生活保護受給者の戸別訪問をする担当者が
不正受給を許さないというロゴを入れたジャンパーを自費で作って仕事の際に着ていたというのが問題になっていますね。
小田原市は謝罪会見まで開いていましたが、ネットの論調はおおむね好意的にとらえているようで、
むしろ職員への同情や応援の方が多いような気がします。
さてこのニュースを見た時に僕が最初に思ったのは、
例えばこれが税務署の署員で『脱税は許さない』というジャンパーだったらどうでしょう?
僕は何とも思わないです。
むしろ歓迎です。
それはきちんと税金を払ってるから、後ろ暗いところがないからです。
ちなみに不正受給が問題視されるときによく出てくる論調として
不正受給は全体の数%なんだからそこばかり叩くのはおかしいという識者がいますが、それは違います。

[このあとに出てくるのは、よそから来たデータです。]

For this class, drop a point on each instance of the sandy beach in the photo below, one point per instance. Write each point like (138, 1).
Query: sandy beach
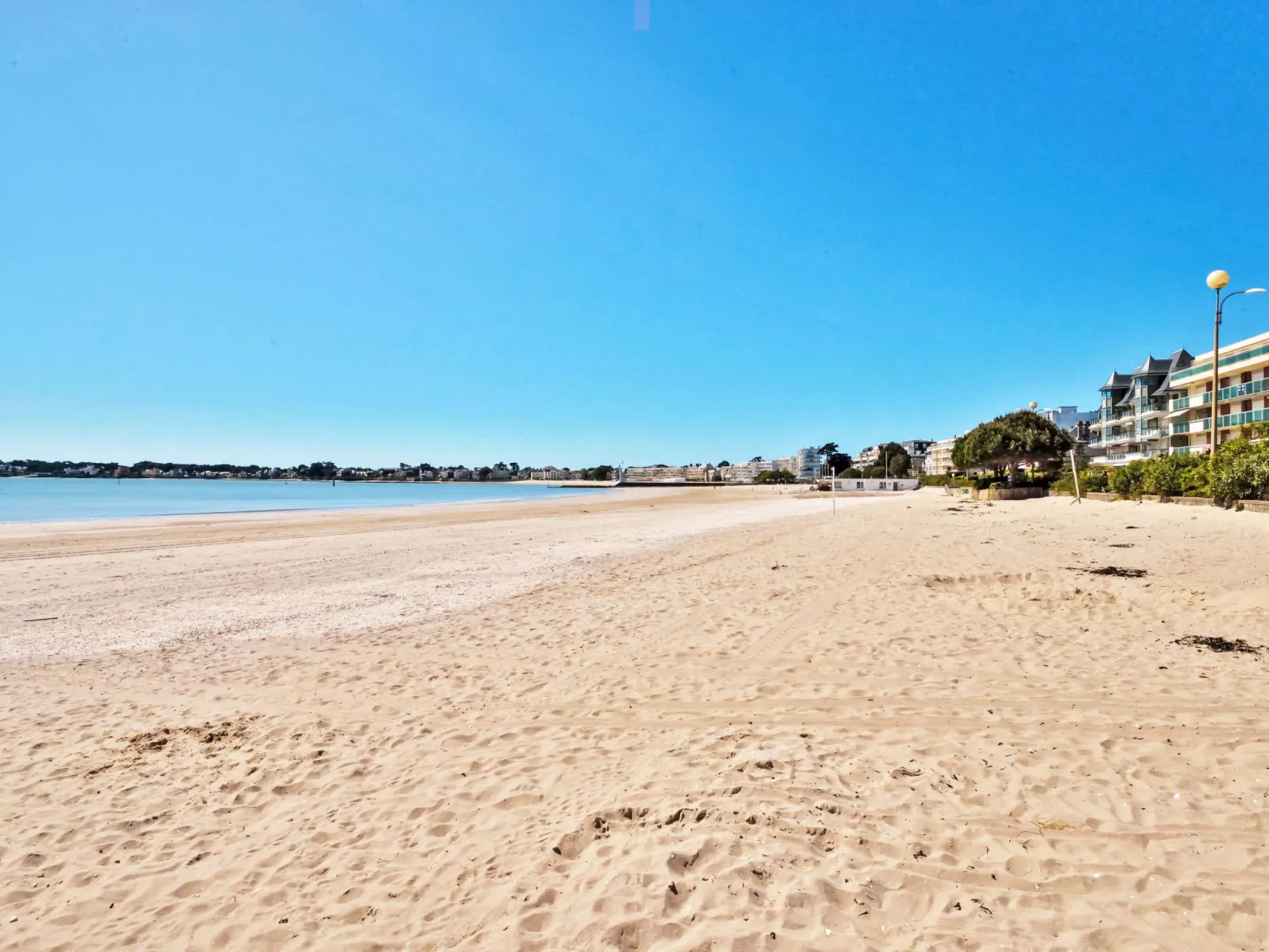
(676, 720)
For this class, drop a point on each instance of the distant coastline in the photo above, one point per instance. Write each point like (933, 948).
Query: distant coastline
(51, 499)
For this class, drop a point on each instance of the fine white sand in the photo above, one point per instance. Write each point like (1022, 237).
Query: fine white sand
(706, 720)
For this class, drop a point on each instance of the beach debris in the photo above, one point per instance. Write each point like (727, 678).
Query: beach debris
(1120, 573)
(1221, 645)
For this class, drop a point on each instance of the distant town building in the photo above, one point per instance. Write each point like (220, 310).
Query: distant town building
(938, 457)
(1137, 420)
(702, 472)
(862, 485)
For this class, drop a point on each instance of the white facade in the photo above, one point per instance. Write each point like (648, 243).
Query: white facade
(672, 474)
(875, 485)
(938, 457)
(808, 465)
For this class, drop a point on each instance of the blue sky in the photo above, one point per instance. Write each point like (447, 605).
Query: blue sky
(467, 232)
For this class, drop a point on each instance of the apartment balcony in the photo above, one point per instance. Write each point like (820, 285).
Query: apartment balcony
(1111, 439)
(1185, 403)
(1222, 422)
(1139, 454)
(1240, 420)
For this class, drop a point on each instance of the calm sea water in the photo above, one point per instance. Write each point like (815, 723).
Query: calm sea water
(54, 499)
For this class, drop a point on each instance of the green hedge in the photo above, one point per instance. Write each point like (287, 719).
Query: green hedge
(1240, 470)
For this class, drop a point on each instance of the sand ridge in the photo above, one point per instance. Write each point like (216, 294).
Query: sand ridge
(919, 725)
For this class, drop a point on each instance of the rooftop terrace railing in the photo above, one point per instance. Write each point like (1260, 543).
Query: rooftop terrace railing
(1225, 362)
(1256, 386)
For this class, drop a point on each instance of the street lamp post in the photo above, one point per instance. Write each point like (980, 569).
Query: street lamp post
(1218, 280)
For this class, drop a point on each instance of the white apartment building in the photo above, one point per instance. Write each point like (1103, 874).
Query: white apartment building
(1135, 422)
(1243, 397)
(703, 472)
(938, 457)
(806, 465)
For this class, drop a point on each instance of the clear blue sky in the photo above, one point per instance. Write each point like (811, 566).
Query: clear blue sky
(525, 230)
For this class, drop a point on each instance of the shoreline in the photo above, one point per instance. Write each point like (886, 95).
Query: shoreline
(258, 575)
(676, 721)
(288, 510)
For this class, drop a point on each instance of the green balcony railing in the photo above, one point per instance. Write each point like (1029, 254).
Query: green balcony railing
(1225, 362)
(1256, 386)
(1184, 403)
(1241, 420)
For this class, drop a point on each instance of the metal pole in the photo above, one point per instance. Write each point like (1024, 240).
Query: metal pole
(1216, 364)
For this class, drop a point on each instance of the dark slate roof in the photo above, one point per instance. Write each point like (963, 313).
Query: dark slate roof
(1151, 367)
(1179, 361)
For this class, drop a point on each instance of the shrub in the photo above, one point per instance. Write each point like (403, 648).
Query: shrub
(1178, 475)
(776, 476)
(1240, 470)
(1128, 480)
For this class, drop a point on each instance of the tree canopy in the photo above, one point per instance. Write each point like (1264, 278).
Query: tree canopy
(1009, 441)
(776, 476)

その数字は不正受給が発覚した数字であって実数とはかけ離れていますし
数字が少ないから対策不要などと言うのは、極端にいえば「事故を起こす車は全体の数%しかいないのだから交通安全対策など不要」と言ってしまうような暴論ですよ
ただし、
セーフティーネットの意味合いや、
受給者の特性という意味で考えれば
上記の税金の例⇒だから気にする方がおかしいというのは『強者の論理』です。
不正受給といっても非常に幅が広く
例えば子供が親に楽をさせようと思ってこっそりアルバイトをした場合、
先に保護費を受け取っていれば差額は不正受給という扱いになってしまう場合もあります。
また自立しようと一生懸命に頑張る真面目な人ほど
性格的に余計なことで考えてしまうことも多く、
そもそも生活保護の明確な基準を受給者側がきちんと理解できていることも少ないわけですから
「もしかしたら自分は基準に該当しないのかもしれない」と考え、本来保護を受けるべき人が二の足を踏む危険性もあるわけです。
もちろんそこでも「二の足を踏むくらいなら本当の困窮ではない」という人もいますが、
限界って自分では分からないもので、真面目な人ほど限界を超えて頑張ってしまいます。
それに生活保護の『自立支援』は文字通り自立の支援であって最低限死なないというラインより少し上であるべきだと思います。
それらを踏まえて僕は今回のジャンパー事件は失敗だったと思っています。
それは真面目な人ほど無いはずのリスクを不安に感じてしまうという点以外にも
もともと不正受給するようなクズはあの手この手で審査をクリアします。
審査の甘い市町村に引っ越す奴だっているかもしれません。
また現状不正受給している連中を炙り出すのであれば
戦闘意思を表示することによって敵に警戒感を与えてしまいます。
相手の落ち度を見つけるときの基本は
調査していることを悟らせないことが肝要ですので
むしろゆるゆる感を演出してボロを出させる方が戦略的には正解です。
戦争などで
敵の利益になる行動のことを『利敵行為』といいます。
今回のジャンパー事件の本質はつまるところ
『手段が目的に向かっていない』事が問題だったと僕は考えます。